The Adventures of Puss in Boots (2015-18, Netflix)

The Croods

The hand-drawn animated Dawn of the Croods (2015-17, Netflix) and the computer-animated The Croods: Family Tree (2021-23, Hulu/Peacock)

Home

Home: Adventures with Tip & Oh (2016-18, Netflix)

Spirit

Spirit: Riding Free (2017-20, Netflix)

Trolls

Trolls: The Beat Goes On! (2018-19, Netflix)

The Boss Baby

The Boss Baby: Back in Business (2018-20, Netflix) and The Boss Baby: Back in the Crib (2022-23, Netflix)

Kung Fu Panda

Kung Fu Panda: The Paws of Destiny (2018-19, Prime Video) and Kung Fu Panda: The Dragon Knight (2022-23, Netflix) which featured Jack Black reprising the role for TV for the first time

Captain Underpants

The Epic Tales of Captain Underpants (2018-20, Netflix)

Dragons

DreamWorks Dragons: Rescue Riders (2019-22, Netflix/Peacock) and DreamWorks Dragons: The Nine Realms (2021-23, Hulu/Peacock)

Abominable

Abominable and the Invisible City (2022-23, Hulu/Peacock)

Megamind

Megamind Rules! (2024, Peacock) which was kicked off by the film Megamind vs. the Doom Syndicate

Following DreamWorks Animation’s acquisition of Classic Media (renamed DreamWorks Classics) in 2012, the studio had gotten a lot more IPs to make shows out of. The media library is the rights holder of such properties as Felix the Cat, Casper the Friendly Ghost, Rocky and Bullwinkle and VeggieTales as well as the animation studios UPA and Filmation. Out of this deal, DreamWorks Animation Television produced VeggieTales in the House (2014-16, Netflix) followed by VeggieTales in the City (2017), The Mr. Peabody & Sherman Show (2015-17, Netflix), The Adventures of Rocky and Bullwinkle (2018, Prime Video), Harvey Girls Forever! (2018-20, Netflix) and She-Ra and the Princesses of Power (2018-20, Netflix) with more on the way, I’m sure. They also took advantage of Comcast’s 2016 acquisition of DreamWorks Animation by diving into the Universal library as well, teaming up with Amblin Television to produce the Netflix series Jurassic World Camp Cretaceous (2020-22) and its sequel series Jurassic World: Chaos Theory (2024-present).

But some of DreamWorks Animation Television’s most popular and acclaimed shows are their original ideas.
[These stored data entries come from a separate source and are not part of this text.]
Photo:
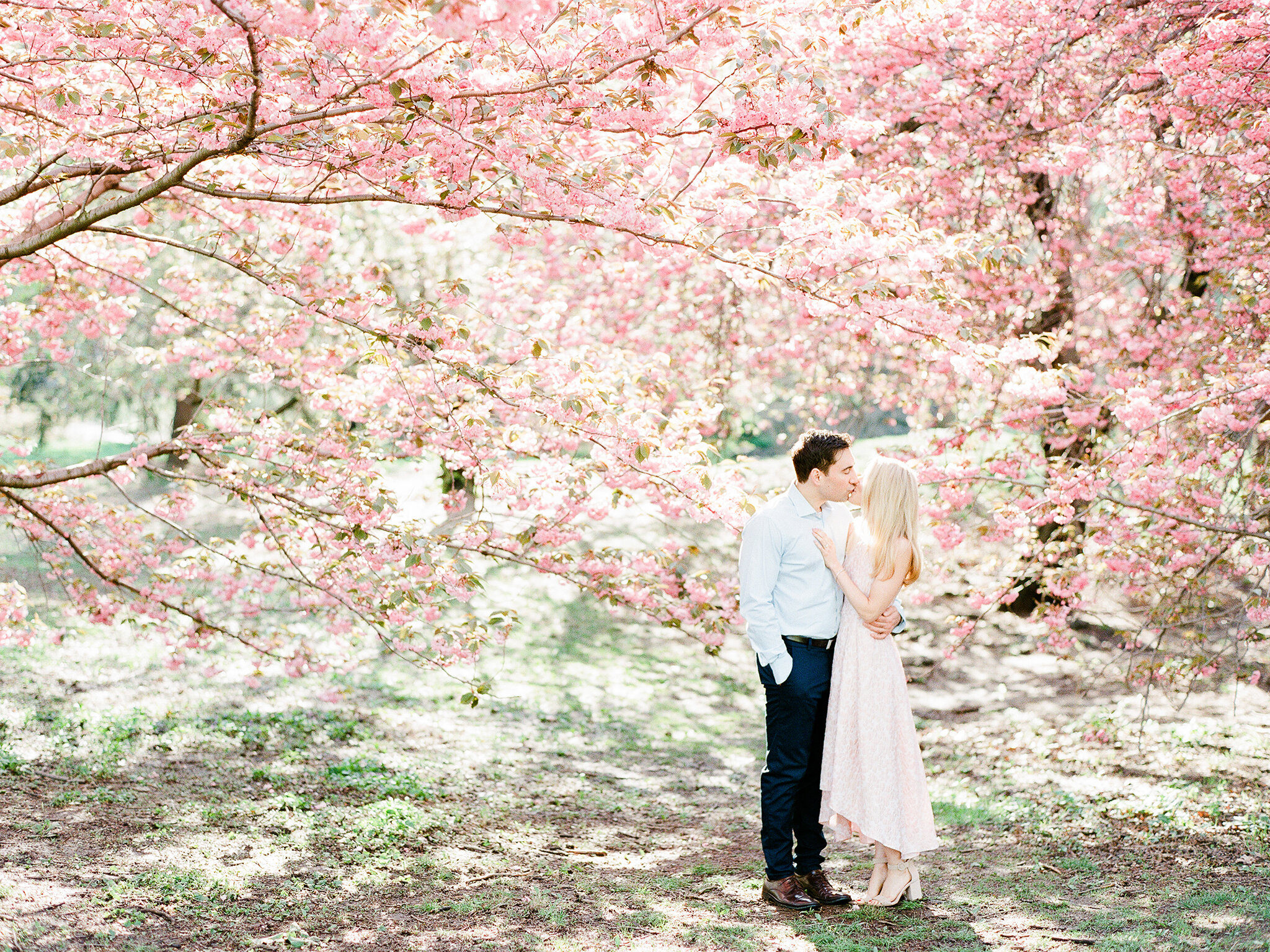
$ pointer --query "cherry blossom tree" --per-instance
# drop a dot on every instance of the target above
(1038, 230)
(179, 208)
(1117, 433)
Other shows produced by the studio (most of which are aimed at kids and families) include Dinotrux (2015-18, Netflix), Voltron: Legendary Defender (2016-18, Netflix), Guillermo del Toro’s Trollhunters: Tales of Arcadia (2016-18, Netflix), Archibald’s Next Big Thing (2019-21, Netflix/Peacock), Cleopatra in Space (2020-21, Peacock), Kipo and the Age of Wonderbeasts (2020, Netflix), The Mighty Ones (2020-22, Hulu/Peacock), Doug Unplugs (2020-22, Apple TV+) and the interactive show Gabby’s Dollhouse (2021-present, Netflix).

The studio may have a reputation among animation fans for its onslaught of television programming (DreamWorks Animation Television produced eight different shows in 2020 alone) but the studio is also one of the most prolific production companies of animated children’s television right now, with many being watched regularly by families around the world and some even receiving critical praise and telling surprisingly smart stories.